II - Recurso provido.
Nas razões do recurso especial, a parte agravante sustenta divergência na interpretação
dos arts. 29, VIII, do CTB; 2º, § 1º da Resolução CONTRAN 679/87 e 61, VIII, do Código de
Posturas e de Atividades Urbanas de Vitória/ES. Sustenta que é válida a multa aplicada pelo
Município de Vitória, pois ao recorrido somente se permite o estacionamento em vias públicas, não
em calçadas.
É o relatório.
O recurso especial não pode ser conhecido no tocante à alínea c do permissivo
constitucional. Isso porque o dissídio jurisprudencial não foi demonstrado na forma exigida pelos arts.

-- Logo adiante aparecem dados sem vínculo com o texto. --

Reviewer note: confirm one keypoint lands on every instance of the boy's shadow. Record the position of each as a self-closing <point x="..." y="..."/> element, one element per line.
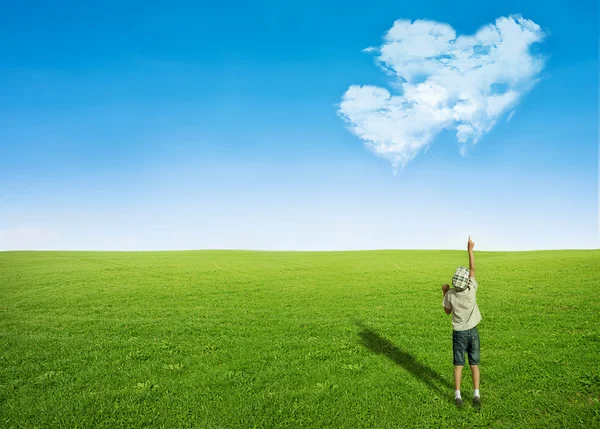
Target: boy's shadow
<point x="380" y="345"/>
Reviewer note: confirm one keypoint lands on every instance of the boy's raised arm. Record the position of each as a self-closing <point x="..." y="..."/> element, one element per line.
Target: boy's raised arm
<point x="470" y="246"/>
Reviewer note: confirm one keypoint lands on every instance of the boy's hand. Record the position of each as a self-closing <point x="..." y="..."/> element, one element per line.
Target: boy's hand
<point x="470" y="244"/>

541, parágrafo único, do CPC e 255, § § 1º e 2º, do RISTJ. Com efeito, a parte recorrente não
procedeu ao necessário cotejo analítico entre os julgados, deixando de evidenciar o ponto em que os
acórdãos confrontados, diante da mesma base fática, teriam adotado a alegada solução jurídica
diversa. Nesse sentido, o seguinte precedente:
PROCESSUAL CIVIL. AGRAVO REGIMENTAL NO AGRAVO EM
RECURSO ESPECIAL. CONCURSO PÚBLICO. INGRESSO NA
CARREIRA DE AGENTE DE SEGURANÇA PENITENCIÁRIO. EXAME
PSICOLÓGICO/PSICOTÉCNICO.
[...]
3. No que se refere à interposição do recurso com base na alínea "c" do
permissivo constitucional, esta Corte tem decidido, reiteradamente, que,
para a correta demonstração da divergência jurisprudencial, deve haver o
cotejo analítico, expondo-se as circunstâncias que identificam ou
assemelham os casos confrontados, a fim de demonstrar a similitude fática
entre os acórdãos impugnado e paradigmas, bem como a existência de
soluções jurídicas diferentes, nos termos dos arts. 541, parágrafo único, do
CPC e 255, § 2º, do RISTJ, o que não ocorreu na espécie.

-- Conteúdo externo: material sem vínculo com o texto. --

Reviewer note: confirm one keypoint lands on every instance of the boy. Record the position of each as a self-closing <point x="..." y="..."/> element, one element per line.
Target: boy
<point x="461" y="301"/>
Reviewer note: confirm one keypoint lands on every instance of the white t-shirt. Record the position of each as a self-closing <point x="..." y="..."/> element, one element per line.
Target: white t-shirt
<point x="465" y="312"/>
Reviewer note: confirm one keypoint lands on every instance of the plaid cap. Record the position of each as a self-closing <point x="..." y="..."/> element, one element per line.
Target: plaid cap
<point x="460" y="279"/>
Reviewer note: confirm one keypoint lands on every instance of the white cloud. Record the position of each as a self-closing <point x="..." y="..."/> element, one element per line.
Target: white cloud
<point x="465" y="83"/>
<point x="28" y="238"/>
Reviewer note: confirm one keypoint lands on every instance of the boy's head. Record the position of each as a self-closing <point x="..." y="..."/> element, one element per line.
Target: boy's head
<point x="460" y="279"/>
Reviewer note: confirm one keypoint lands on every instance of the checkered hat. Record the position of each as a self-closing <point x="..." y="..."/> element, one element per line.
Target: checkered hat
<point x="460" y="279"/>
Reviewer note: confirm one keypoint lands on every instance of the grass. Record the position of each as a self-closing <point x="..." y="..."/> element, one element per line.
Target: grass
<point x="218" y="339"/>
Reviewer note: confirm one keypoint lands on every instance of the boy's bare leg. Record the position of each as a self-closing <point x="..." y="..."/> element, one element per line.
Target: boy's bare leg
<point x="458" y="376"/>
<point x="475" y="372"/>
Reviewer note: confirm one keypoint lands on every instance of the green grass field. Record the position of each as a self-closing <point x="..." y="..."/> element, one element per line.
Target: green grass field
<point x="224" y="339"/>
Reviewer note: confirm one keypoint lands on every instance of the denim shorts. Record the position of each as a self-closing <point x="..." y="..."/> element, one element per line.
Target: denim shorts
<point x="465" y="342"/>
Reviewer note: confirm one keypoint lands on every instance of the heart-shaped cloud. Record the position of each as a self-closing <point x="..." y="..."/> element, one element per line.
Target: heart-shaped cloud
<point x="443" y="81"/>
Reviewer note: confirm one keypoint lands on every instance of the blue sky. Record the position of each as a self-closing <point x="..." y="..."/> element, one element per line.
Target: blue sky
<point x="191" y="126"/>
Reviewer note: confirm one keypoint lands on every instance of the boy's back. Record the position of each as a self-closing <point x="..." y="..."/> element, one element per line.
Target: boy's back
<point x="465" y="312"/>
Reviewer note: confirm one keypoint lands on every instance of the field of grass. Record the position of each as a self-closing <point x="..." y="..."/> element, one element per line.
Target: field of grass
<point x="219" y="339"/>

4. Agravo regimental a que se nega provimento.
( AgRg no AREsp 462.395/MG , Rel. Ministro OG FERNANDES,
SEGUNDA TURMA, DJe 26/2/2015)
Ainda que assim não fosse, o Tribunal afirmou que é " inaplicável a legislação
municipal, pois a lei federal (Lei 9.503/97 - CTB) não fez sequer distinção quando ao local, in casu
passeio público, onde os veículos de transporte de valores possam gozar de livre parada e
estacionamento, apenas garantiu-lhes tal prerrogativa " (fl. 215).
Assim, modificar a referida conclusão, exigiria a análise de dispositivos de legislação
local, pretensão insuscetível de ser apreciada em recurso especial, conforme a Súmula 280/STF ( "Por
ofensa a direito local não cabe recurso extraordinário.").
Ante o exposto, nego provimento ao agravo.
Publique-se.
Brasília (DF), 27 de fevereiro de 2015.